Sussex Police and Crime Commissioner Katy Bourne will be quizzed by Adur and Worthing councillors next week – and you can get involved.
Rises in the police’s chunk of council tax, funding for community safety services and keeping residents safe are expected to be among the topics when the councils’ joint overview and scrutiny committee (JOSC) hosts Mrs Bourne on Thursday (February 7).
But as well as councillor questions, residents can also submit questions, providing they are received by midday on Tuesday.
Public questions can be posed during a 30-minute slot at the meeting.
Stephen Chipp, Adur district councillor and joint-chairman of JOSC, said: “I am delighted that the Police and Crime Commissioner is available to attend our meeting as we, as elected representatives, are very aware that policing is something that our residents care deeply about.
“Councillors are looking forward to questioning Mrs Bourne on her policing priorities and the implications of budgets which is particularly relevant with the upcoming council tax setting.
“I am sure that councillors, as well as members of the public, will have a great deal they wish to discuss.”
Mrs Bourne is responsible for setting Sussex Police’s £250million annual budget.
She was re-elected to the role in May, 2016.
She has since created a Police and Crime Plan, which sets out the strategic policing direction for Sussex with objectives for how policing services will be delivered in Sussex up to 2021.

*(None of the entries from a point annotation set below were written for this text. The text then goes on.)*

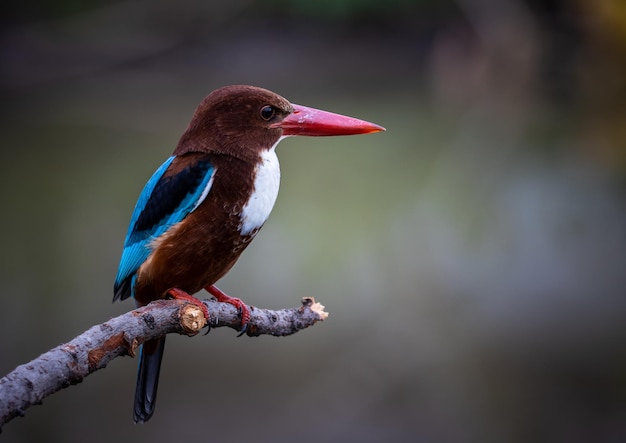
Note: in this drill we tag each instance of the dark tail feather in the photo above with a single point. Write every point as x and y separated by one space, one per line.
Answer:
148 379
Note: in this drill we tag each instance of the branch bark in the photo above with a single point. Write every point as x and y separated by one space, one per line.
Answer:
69 363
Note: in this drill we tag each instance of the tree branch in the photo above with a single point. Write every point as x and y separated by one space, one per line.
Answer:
69 363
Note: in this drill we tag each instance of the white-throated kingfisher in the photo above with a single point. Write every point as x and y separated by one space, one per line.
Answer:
205 203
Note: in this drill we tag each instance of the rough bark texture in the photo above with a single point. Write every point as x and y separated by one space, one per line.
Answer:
69 363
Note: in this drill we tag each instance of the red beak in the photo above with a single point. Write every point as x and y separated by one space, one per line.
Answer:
315 122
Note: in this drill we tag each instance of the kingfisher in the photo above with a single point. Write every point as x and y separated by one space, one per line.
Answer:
205 204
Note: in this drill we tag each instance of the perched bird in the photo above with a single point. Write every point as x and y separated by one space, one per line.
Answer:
206 202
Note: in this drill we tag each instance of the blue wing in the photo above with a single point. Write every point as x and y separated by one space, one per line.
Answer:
164 201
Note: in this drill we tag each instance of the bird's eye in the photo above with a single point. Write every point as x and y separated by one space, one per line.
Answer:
267 112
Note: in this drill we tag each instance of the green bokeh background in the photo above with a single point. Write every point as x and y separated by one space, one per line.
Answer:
472 258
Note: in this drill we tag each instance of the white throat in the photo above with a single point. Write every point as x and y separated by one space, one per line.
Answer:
266 183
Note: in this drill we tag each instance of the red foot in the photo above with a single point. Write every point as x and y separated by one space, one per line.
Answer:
236 302
182 295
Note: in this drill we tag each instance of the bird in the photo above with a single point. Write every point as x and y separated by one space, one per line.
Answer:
204 205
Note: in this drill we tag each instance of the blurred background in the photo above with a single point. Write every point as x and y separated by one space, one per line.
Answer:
472 258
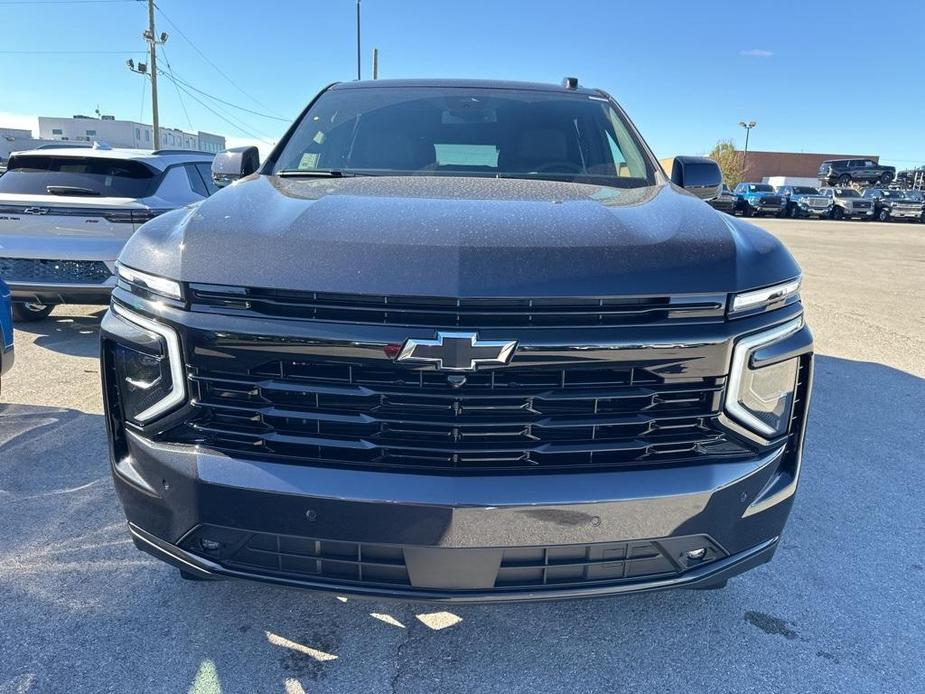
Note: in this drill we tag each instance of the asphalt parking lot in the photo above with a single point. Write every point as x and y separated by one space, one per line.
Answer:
841 607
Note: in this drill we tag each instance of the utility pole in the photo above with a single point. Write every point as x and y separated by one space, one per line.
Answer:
150 69
748 128
359 76
152 42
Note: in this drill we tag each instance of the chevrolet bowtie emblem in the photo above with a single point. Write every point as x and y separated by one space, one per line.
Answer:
457 351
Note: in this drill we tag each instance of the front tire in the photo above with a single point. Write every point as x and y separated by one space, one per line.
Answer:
29 313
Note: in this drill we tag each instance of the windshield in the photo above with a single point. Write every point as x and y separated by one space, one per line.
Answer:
455 131
34 174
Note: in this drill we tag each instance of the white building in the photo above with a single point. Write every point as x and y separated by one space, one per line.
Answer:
125 133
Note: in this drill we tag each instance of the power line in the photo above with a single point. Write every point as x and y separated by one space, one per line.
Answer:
206 58
63 2
176 86
131 52
175 76
241 127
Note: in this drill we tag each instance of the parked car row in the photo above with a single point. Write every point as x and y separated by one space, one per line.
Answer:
66 212
884 204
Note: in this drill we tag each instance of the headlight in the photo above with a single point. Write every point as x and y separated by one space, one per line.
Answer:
153 283
764 298
148 367
762 398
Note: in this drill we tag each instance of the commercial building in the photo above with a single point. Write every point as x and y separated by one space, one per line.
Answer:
760 166
125 133
793 168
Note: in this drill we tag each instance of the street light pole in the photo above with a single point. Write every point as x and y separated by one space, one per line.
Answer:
359 76
748 128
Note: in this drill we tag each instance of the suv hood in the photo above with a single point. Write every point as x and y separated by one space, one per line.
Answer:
450 236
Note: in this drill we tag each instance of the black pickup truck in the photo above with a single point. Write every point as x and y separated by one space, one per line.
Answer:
843 172
461 341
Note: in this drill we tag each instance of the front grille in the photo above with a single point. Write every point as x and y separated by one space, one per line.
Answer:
439 312
325 412
29 270
383 565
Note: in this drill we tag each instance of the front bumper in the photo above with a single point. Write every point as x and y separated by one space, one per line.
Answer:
906 214
457 539
62 293
818 211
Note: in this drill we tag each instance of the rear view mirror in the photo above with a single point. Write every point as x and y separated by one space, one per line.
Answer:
698 175
234 163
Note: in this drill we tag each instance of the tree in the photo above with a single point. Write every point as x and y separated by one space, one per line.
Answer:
729 159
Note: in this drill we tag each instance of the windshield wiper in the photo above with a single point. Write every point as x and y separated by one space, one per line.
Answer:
317 173
70 190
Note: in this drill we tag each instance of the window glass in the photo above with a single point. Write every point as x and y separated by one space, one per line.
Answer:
205 172
460 131
196 182
33 174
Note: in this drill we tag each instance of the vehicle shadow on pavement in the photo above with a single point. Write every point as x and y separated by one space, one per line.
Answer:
839 608
74 335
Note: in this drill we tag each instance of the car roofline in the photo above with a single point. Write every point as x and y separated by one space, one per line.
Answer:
466 84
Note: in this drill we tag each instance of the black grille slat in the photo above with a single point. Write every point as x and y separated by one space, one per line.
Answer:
391 417
455 312
40 271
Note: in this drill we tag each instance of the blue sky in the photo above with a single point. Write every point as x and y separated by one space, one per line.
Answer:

In addition to setting the police budget annually, Mrs Bourne is also responsible for holding the Chief Constable to account, while commissioning support services to victims of crime and delivering community safety initiatives.
Worthing borough councillor Keith Bickers, joint vice-chairman of JOSC, said: “Although not a decision making body, JOSC is the watchdog for Adur and Worthing, meaning there’s real scope to influence the people who make important decisions which impact our communities.
“I hope as many members of the public as possible can attend this meeting to ensure residents issues and concerns are shared with the PCC.”
To submit a question, members of the public should email email@example.com by midday on Tuesday.
The commissioner has four key policing and crime objectives. They are: strengthening local policing; working with local communities and partners to keep Sussex safe; protecting our vulnerable and helping victims cope and recover from crime and abuse and improving access to justice for victims and witnesses.